# Teaching English in HK



## MTR (Jul 1, 2010)

Hello guys!

I’m new to this forum so please bear with me  I have a few questions regarding employment in Hong Kong, specifically teaching English, but first a little background: I’m 23 years old and from the UK, I’ve been to HK to study Cantonese at the Chinese University of Hong Kong for 5 months. I don’t have a degree although I have studied at college for 3 years doing fitness, health & exercise, from this I have NQ, HNC and HND (Higher national diploma) which could enable me to go straight into the 3rd or 4th year of university. Working in HK is something I’ve always wanted to do and I believe I’d have a better chance teaching English than going into the fitness industry.

Currently I’m doing my 120 hour TEFL course and my question is:

•	Would this be enough for me to find employment? Be it private institutions or state schools.
•	What would the basic pay and hours per week be?

When studying in HK I lived on a shoe string budget so I don’t expect to earn a lot, live in a big house or buy the latest gadget every week. I have no debts to pay and my loving family  could provide a small sum of money to help me start up living in HK. I’m happy living in a small apartment, much like the one I lived in during my studies which I could basically jump from one end to the other! Earning enough money to pay the rent and feed myself is all I need, no need for fancy meals every week.
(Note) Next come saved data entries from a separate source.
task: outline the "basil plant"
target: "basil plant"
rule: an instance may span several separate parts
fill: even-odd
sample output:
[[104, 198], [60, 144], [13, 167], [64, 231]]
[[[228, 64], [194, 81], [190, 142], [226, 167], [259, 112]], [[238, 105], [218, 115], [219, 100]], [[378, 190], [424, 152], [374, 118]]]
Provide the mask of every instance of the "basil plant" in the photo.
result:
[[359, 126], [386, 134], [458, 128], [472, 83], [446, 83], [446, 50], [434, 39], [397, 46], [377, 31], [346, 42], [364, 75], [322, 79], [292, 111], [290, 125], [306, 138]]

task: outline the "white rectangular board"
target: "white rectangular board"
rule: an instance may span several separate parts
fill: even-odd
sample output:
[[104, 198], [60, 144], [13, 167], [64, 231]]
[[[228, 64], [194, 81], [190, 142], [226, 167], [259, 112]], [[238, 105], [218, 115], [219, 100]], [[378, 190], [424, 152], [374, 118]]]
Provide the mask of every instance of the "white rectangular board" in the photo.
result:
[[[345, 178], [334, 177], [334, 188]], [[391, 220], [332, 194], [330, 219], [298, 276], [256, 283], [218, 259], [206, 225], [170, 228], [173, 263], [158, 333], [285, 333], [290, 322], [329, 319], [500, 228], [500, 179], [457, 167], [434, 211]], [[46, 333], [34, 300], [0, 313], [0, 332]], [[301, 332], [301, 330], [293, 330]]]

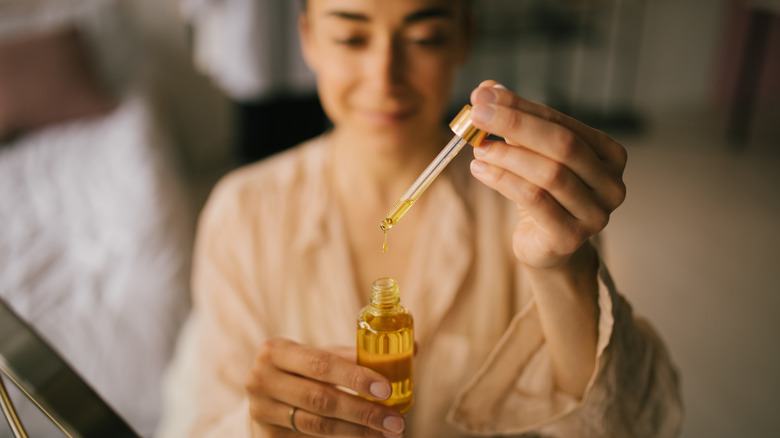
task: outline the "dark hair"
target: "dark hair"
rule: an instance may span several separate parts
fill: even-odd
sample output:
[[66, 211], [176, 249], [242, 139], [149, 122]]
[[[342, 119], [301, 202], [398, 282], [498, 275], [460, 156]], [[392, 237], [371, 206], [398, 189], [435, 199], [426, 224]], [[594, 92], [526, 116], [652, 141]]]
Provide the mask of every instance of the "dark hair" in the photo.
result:
[[[467, 11], [472, 10], [472, 7], [474, 6], [474, 0], [462, 0], [462, 1], [466, 6]], [[300, 10], [305, 11], [306, 6], [309, 4], [309, 0], [299, 0], [298, 4], [300, 5]]]

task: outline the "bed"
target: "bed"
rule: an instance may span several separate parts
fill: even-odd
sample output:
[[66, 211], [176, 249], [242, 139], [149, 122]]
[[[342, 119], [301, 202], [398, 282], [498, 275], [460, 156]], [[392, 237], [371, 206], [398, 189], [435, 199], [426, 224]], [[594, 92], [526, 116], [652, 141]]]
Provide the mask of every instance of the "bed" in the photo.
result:
[[[0, 3], [0, 297], [150, 436], [189, 310], [194, 212], [122, 13]], [[57, 436], [14, 400], [31, 436]]]

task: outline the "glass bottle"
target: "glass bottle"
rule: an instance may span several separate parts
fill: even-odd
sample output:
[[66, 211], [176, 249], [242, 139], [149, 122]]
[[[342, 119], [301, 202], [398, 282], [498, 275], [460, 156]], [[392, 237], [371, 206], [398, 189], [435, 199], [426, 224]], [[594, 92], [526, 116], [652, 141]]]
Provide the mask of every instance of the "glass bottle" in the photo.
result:
[[390, 380], [392, 394], [380, 403], [401, 413], [414, 402], [413, 357], [412, 314], [401, 305], [398, 283], [379, 278], [371, 285], [371, 301], [358, 317], [357, 361]]

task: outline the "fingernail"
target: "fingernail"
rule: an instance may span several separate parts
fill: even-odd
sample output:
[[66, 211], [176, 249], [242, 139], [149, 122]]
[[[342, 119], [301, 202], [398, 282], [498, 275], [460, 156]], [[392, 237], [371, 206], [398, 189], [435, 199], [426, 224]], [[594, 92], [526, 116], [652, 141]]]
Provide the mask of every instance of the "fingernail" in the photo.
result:
[[369, 387], [369, 390], [371, 391], [371, 395], [377, 400], [384, 400], [390, 397], [391, 389], [386, 383], [374, 382]]
[[506, 90], [506, 87], [505, 87], [505, 86], [503, 86], [503, 85], [501, 85], [501, 84], [496, 84], [496, 85], [493, 85], [493, 88], [498, 88], [498, 89], [501, 89], [501, 90]]
[[401, 417], [390, 416], [382, 422], [382, 427], [393, 433], [401, 433], [404, 430], [404, 419]]
[[474, 95], [474, 100], [479, 101], [479, 103], [494, 103], [497, 99], [496, 93], [486, 87], [478, 88]]
[[484, 172], [485, 169], [487, 169], [487, 164], [485, 164], [483, 161], [479, 160], [472, 160], [471, 161], [471, 171], [476, 173]]
[[471, 120], [475, 122], [490, 123], [496, 116], [496, 109], [492, 105], [476, 105], [471, 110]]
[[386, 438], [401, 438], [403, 436], [403, 435], [399, 435], [395, 433], [387, 433], [387, 432], [382, 432], [382, 435], [385, 436]]
[[485, 155], [489, 149], [490, 149], [490, 145], [475, 147], [474, 148], [474, 156], [475, 157], [481, 157], [481, 156]]

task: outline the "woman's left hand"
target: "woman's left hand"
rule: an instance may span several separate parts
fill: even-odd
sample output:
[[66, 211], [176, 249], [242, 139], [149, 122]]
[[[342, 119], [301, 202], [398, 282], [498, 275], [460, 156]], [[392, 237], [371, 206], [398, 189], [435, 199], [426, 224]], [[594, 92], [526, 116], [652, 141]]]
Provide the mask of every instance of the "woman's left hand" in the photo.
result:
[[626, 196], [626, 150], [604, 132], [485, 81], [471, 93], [475, 126], [505, 141], [474, 149], [472, 174], [515, 204], [517, 258], [562, 268]]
If anybody has actual teaching experience in HK I would very much like to know about it!

I would appreciate any response, thank you very much!

MTR


----------



## Famiglia (Jul 9, 2010)

I actually joined looking for similar information. I differ in that

I don't speak any chinese/mandarin/cantonese etc

I have a masters degree in engineering

I have experience in engineering

I'd like to teach english, maths or physics (I have 'A' A levels in Maths, Further Maths and Physics and engineering required all of them)

Thanks to any and all that help


----------



## sakaeyellow (Jul 19, 2010)

I think if you can speak "textbook" accent, it'll be easy for you to find a teaching job. And Hong Kong people are somehow "racist" in this regard. If you are white, your teaching career will be much smoother.


----------



## MTR (Jul 1, 2010)

Thanks for your reply sakaeyellow.

MTR


----------